I was like a lot of people, like this guy and many thousands and thousands of other people. I know nonprofits, because I was trained in art history and museum studies, so I knew nonprofit as type of thing, an entity. And I could write. And so I went to the executive director, and said, “I know, I’m sure you’re going to need help writing. I don’t know what, but if you need help, I’ll—ask me and I’ll [help].”

And the next day, she called me and said, “We have two applications we’re writing at the same time, can you come help? If you do one, I’ll do the other one.” ActionAIDS was part of this small group of organizations that were, each in their own way, responding to the epidemic in their communities. But you know, nobody had any money. There was no funding stream, nothing. This was all community response, you know, basically we were just peeling our friends up off the pavement and helping them to die. There was not a lot to offer.

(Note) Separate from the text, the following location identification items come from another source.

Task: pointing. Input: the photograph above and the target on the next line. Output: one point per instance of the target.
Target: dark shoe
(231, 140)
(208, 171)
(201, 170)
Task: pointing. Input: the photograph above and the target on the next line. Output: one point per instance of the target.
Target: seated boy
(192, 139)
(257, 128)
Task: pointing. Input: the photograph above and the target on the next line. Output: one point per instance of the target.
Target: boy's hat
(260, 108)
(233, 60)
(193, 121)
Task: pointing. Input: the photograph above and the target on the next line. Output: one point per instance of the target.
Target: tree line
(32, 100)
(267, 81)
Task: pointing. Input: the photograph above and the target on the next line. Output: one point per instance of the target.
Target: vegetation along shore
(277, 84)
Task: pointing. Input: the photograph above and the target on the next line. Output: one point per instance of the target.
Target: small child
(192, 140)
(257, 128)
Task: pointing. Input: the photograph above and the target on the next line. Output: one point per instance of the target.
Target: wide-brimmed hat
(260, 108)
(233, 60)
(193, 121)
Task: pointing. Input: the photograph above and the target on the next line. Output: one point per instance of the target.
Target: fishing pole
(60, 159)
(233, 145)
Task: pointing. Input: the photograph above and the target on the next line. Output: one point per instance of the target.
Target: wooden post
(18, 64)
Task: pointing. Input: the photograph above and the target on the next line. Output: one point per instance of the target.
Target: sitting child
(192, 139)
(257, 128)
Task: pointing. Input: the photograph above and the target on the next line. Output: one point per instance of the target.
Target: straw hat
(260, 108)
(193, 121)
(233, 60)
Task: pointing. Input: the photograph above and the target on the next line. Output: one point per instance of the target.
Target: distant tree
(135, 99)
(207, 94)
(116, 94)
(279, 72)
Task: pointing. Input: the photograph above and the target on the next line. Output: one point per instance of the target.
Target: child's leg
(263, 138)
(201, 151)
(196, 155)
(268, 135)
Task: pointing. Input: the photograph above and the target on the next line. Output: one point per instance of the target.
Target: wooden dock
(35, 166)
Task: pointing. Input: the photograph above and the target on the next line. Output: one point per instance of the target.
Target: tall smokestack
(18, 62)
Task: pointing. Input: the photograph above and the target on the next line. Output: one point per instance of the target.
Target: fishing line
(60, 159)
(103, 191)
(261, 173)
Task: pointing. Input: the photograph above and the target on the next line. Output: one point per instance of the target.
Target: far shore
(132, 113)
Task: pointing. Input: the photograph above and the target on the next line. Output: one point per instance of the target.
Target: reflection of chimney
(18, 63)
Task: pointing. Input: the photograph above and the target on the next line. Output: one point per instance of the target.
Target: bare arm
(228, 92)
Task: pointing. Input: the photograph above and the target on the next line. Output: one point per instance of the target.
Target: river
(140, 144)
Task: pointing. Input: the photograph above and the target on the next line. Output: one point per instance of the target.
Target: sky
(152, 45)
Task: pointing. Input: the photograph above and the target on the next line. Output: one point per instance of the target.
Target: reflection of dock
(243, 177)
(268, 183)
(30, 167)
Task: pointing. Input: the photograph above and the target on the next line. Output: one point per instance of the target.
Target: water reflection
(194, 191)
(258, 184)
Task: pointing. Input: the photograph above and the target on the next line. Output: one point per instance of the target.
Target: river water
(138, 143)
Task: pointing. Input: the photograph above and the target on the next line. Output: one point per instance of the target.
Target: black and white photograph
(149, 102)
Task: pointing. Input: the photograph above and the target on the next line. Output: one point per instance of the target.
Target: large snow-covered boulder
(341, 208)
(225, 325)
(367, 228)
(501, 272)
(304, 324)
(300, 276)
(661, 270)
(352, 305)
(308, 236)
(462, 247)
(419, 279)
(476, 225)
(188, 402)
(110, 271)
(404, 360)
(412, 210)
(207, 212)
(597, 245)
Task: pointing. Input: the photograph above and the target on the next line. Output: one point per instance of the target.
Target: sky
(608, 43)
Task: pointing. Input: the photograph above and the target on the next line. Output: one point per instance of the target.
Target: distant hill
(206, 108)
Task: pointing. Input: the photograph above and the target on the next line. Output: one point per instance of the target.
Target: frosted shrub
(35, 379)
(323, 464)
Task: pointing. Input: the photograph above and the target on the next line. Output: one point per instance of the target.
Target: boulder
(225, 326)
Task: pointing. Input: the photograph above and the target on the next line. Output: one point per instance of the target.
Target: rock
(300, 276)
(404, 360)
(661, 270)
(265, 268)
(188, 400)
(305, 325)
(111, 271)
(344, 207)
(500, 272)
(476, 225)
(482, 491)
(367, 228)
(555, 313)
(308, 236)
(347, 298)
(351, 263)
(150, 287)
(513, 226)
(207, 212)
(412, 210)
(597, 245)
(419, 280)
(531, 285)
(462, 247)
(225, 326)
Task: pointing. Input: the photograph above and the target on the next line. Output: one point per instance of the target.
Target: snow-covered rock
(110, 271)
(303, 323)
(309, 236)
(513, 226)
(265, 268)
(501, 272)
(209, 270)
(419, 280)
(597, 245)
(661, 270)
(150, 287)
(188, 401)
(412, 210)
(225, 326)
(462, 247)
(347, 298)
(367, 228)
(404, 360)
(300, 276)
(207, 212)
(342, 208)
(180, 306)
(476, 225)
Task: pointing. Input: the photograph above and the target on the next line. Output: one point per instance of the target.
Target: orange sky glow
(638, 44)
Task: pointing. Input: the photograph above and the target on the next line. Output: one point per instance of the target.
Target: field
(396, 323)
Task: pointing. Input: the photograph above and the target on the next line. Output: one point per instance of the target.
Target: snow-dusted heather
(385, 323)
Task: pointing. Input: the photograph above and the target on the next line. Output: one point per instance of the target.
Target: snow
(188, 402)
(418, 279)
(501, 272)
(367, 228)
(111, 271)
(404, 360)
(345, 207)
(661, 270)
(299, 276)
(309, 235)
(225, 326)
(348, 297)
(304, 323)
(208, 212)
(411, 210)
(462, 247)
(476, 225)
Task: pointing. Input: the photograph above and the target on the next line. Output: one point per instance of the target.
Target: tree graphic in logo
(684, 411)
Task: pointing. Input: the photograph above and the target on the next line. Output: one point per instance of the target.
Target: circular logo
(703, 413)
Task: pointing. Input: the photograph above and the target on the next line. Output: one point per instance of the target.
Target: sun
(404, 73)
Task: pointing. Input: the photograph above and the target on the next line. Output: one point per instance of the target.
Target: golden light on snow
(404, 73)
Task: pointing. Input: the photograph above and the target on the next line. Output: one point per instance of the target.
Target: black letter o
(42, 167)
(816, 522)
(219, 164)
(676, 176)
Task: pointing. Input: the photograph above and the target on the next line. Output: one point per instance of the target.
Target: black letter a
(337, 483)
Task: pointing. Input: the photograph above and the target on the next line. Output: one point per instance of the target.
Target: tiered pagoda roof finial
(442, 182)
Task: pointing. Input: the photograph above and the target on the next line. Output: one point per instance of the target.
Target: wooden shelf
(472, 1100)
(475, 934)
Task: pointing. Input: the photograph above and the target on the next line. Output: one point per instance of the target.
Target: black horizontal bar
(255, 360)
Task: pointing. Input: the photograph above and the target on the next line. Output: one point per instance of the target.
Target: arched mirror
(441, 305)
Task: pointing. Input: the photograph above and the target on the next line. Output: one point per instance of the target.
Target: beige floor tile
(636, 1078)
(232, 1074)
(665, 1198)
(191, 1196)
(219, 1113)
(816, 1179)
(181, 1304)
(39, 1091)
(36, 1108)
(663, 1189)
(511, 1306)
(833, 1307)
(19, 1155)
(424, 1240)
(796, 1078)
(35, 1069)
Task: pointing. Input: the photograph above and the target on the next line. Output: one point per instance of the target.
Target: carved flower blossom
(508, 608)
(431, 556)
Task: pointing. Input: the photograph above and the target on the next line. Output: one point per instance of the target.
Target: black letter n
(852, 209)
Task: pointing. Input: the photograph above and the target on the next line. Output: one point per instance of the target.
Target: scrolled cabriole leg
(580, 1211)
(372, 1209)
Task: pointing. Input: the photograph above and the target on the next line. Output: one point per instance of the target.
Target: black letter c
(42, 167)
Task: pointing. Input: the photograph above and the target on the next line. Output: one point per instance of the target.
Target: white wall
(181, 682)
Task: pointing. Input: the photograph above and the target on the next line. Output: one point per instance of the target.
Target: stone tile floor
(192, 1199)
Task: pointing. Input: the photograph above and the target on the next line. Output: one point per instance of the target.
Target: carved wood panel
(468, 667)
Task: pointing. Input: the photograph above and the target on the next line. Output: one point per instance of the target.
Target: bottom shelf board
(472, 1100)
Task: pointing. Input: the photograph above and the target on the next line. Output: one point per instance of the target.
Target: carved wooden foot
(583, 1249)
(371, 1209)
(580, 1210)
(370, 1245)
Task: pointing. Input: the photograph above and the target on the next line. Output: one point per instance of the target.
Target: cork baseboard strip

Obviously case management, so the services were sort of in that side of things. We really weren’t thinking that much about medical care yet, because at that point our experience with the epidemic had been death. We were thinking about buddy services and case management services, and basic needs. And also things for families, because everyone [was] part of a family. I remember early meetings where guys from the hospitals were, you know, pounding on the table, like, “Well, these people are coming to our hospital and dying. So we should get money to care for them, because that’s expensive, and they’re not insured.”

And of course the community folks and the people with HIV were saying, “Well, no you’re a big rich hospital, you don’t need it. We’re the ones, you know, we have no insurance, we have very little income.”

And also there was a lack of best practice about how to prioritize and how to plan. The time between the first guidance and the first application was like a blink of an eye. It was a lot of heated meetings, like they were you know all over the country, because there was such pain. It was an interesting combination of a community that had been really, um, ignored for, we felt, too long, with no money.

And also, we were sort of making it up as we went, because HRSA was also brand new at this. Everybody in the country was making it up as we went, and the point was we had to keep coming together and talking and working it out, and having our fights, and going away, and trying again and then come back. And we kept doing that here I think.

There’s a culture that’s developed here, at least in the AIDS office and I think also among many of the providers, that we don’t sit back and say, well ok, we’ll just keep steady state. There’s a cultural bias here about [that says], “No there has to be more we can do better, because HIV is always ahead of us. And we’ve closed the gap, you know, we’re catching up a bit, but there’s always more to do.”

And so, the attitude here is, it’s all well and good whatever our performance is, but we can always improve. I like that we are always dissatisfied. Even as we do well and take pride in that, we’re always sort of like, yeah, but there’s more work to do.